Without extreme cases (hopefully), parents are always the first educators to get involved in children’s learning process. Then, kids go to school for formal, basic, and higher education. It seems that people are talking more about higher education and how it can change life and society. To be honest, I take more consideration of the parental nurturing and basic education. I do not mean that higher education is not important. What I want to say is basic education is, at least, as important as higher education that should deserve more devotion. I think mindful thinking is an ability of making logical and critical thinking that can be and should be developed from the very beginning of education and it should be strengthened throughout the learning process.

Mindful learning is a process to build up one’s belief of thinking the world in a logical and critical perspective. Belief, on the other hand, is something that once established, can hardly be altered. The establishment of one’s belief is most likely based on one’s family background, personal experience, and societal culture, in which case the preliminary education makes an important role. If we don’t provide an open-minded environment for learning from the very beginning, any higher education based upon that may end up with malfunction as unexpected. If the root deepen inside is not well nourished, it still suffers, even as a tall tree.

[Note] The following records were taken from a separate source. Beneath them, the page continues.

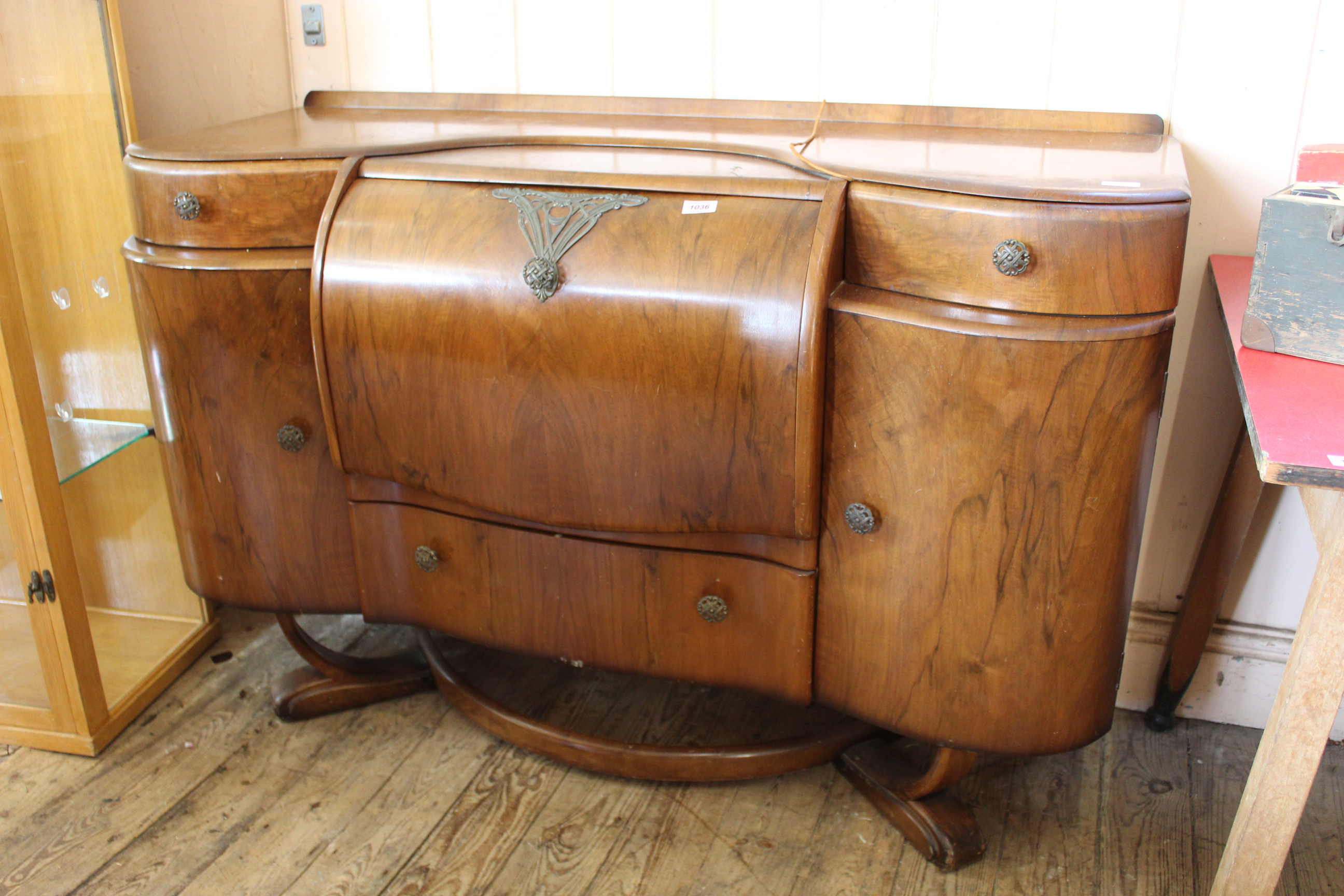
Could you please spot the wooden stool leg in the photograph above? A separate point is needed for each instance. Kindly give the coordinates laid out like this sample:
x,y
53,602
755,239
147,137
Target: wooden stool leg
x,y
1299,726
916,802
338,681
1224,539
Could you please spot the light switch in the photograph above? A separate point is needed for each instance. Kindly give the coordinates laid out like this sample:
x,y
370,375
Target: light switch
x,y
315,27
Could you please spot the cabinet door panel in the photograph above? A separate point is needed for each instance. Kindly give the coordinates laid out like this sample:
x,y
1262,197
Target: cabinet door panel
x,y
230,363
608,605
988,608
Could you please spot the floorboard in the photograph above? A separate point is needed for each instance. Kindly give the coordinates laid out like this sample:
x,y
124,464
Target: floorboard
x,y
207,793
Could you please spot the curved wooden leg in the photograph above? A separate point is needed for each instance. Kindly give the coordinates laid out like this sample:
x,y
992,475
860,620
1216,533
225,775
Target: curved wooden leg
x,y
338,681
646,762
916,802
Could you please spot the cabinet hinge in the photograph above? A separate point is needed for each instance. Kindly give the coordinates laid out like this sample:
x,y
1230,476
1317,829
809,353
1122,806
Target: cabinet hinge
x,y
41,587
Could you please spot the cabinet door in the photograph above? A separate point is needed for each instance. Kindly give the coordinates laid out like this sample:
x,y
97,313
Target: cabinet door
x,y
1007,471
82,488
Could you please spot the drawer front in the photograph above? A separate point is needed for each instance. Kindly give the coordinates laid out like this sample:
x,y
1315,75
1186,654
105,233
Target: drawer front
x,y
1084,260
230,363
987,608
608,605
249,205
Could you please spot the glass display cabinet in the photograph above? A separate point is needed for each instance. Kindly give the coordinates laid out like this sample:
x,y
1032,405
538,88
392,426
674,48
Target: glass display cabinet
x,y
96,619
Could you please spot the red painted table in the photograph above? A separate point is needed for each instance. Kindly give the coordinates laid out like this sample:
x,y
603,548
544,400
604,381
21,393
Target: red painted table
x,y
1295,421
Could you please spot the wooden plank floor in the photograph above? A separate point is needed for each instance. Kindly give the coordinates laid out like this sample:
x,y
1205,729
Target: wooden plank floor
x,y
209,794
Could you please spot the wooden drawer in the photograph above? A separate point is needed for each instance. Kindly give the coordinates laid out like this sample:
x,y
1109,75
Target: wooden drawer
x,y
614,606
249,205
1085,260
656,391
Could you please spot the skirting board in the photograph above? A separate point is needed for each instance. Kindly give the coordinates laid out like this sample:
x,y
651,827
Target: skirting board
x,y
1237,678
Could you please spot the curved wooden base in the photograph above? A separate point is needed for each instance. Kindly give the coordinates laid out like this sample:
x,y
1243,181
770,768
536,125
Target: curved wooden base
x,y
338,681
916,802
644,762
307,694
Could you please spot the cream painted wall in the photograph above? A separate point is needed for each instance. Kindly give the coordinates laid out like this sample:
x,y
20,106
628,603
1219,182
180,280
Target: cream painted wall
x,y
203,62
1243,83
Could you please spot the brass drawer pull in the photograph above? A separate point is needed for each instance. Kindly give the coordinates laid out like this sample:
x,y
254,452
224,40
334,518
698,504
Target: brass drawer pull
x,y
426,558
291,437
861,519
713,609
187,206
1011,257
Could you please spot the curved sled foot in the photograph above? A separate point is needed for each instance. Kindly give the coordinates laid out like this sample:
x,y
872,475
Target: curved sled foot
x,y
647,762
307,694
337,681
916,802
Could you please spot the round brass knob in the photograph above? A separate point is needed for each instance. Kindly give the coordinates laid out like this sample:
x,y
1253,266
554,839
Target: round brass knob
x,y
291,437
861,519
713,609
187,206
426,558
1011,257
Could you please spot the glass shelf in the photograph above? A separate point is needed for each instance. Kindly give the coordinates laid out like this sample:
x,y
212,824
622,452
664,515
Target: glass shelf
x,y
80,444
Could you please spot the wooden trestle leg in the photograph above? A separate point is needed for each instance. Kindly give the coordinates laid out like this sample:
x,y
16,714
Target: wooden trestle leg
x,y
917,802
1224,540
337,681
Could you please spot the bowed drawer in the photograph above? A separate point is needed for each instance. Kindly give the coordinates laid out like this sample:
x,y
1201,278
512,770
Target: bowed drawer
x,y
1070,258
698,617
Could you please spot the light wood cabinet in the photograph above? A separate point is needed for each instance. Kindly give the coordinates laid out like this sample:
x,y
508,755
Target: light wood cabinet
x,y
81,481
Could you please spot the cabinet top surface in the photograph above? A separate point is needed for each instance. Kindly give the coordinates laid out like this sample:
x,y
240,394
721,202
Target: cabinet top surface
x,y
1088,158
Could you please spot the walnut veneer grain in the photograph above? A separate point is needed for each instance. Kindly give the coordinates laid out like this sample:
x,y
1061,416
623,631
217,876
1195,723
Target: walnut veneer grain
x,y
988,608
1084,257
230,362
597,604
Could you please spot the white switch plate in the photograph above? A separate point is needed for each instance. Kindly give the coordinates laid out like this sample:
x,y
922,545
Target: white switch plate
x,y
314,24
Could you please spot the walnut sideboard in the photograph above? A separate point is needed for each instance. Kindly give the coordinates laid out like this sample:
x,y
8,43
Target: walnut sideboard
x,y
666,387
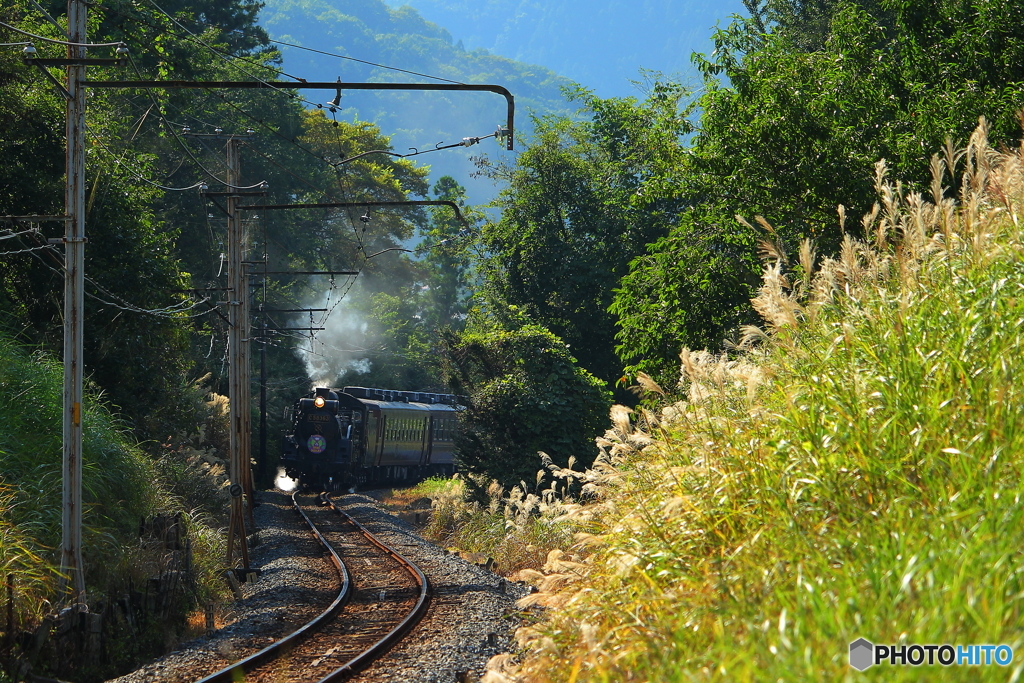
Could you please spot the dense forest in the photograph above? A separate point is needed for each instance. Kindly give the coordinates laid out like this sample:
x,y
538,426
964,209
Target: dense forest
x,y
357,40
624,229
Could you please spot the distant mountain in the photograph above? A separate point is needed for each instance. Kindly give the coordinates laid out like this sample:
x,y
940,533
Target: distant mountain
x,y
371,31
598,43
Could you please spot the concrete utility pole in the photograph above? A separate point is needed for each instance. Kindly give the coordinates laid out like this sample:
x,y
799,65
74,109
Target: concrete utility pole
x,y
71,548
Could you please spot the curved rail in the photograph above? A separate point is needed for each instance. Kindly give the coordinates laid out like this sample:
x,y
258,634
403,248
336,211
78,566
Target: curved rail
x,y
382,645
278,648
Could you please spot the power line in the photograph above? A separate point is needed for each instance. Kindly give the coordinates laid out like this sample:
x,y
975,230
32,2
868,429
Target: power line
x,y
364,61
57,42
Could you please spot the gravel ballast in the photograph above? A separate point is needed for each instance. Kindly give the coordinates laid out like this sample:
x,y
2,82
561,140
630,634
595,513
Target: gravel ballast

Essence of higher education

Before I came to America, I might never systematically think about what is the essence of higher education, how to establish it, and to what approach to realize it. Although, ironically, I’ve been studied in schools for eighteen years. This is a rather common phenomenon, to some extent, in the system of China’s high (and higher) education.Despite that there are several educators who care about the essence of higher education, and try every hard to make a difference in the distorted system of education. Massive educators and learners are still in an old-fashioned way of cramming teaching, especially those who are remote from cities and metropolitans. Web-sources are said to be complicated (generally harmful) and should be prohibited for the sake of protection. Textbooks are prepared for learning the uniformed answers for tests and exams. It seems that the students are just receivers of knowledge, or more crudely speaking, receivers of words that may make little sense to them. I don’t mean to demean the educators and learners of my country. With the increasing openness and development, more and more attentions are paid to promote the structural reform of China’s education system. However, problems are still existed, and we still need to face them and overcome them.

From China to America, I find myself really change a lot. Learning is no longer one-way process and words that make up for knowledge are making sense. As I learn from primary school to graduate school, from domestic class to international lecture, from paper contents to online resources, I realize what is the essence of higher education and how the higher education should work. Just like the saying in the video “From knowledgeable to knowledge-able” (Michael Wesch), it is not about meaning-SEEKING, it is ultimately about meaning-MAKING. Given the cheaply easy way of searching knowledge nowadays, higher educators and learners should take the responsibility of, not only spreading pieces of knowledge, but inspiring ways of creation, through connecting, organizing, sharing, collecting, collaborating, and publishing.


To the end:
I remember in my old days, I was scared of pronouncing my opinions. I always phrased my standpoints in mind but didn’t try to say it loud. And as time went by, I was more scared of saying and even less involved in thinking. I realized that this is a vicious circle that I need  to get rid of. Now, I am trying to be more active, think critically and talk properly. This is my first time blogging and expressing my thinking and opinions, I’m so excited that I start my blogging life. Let’s go, Xin!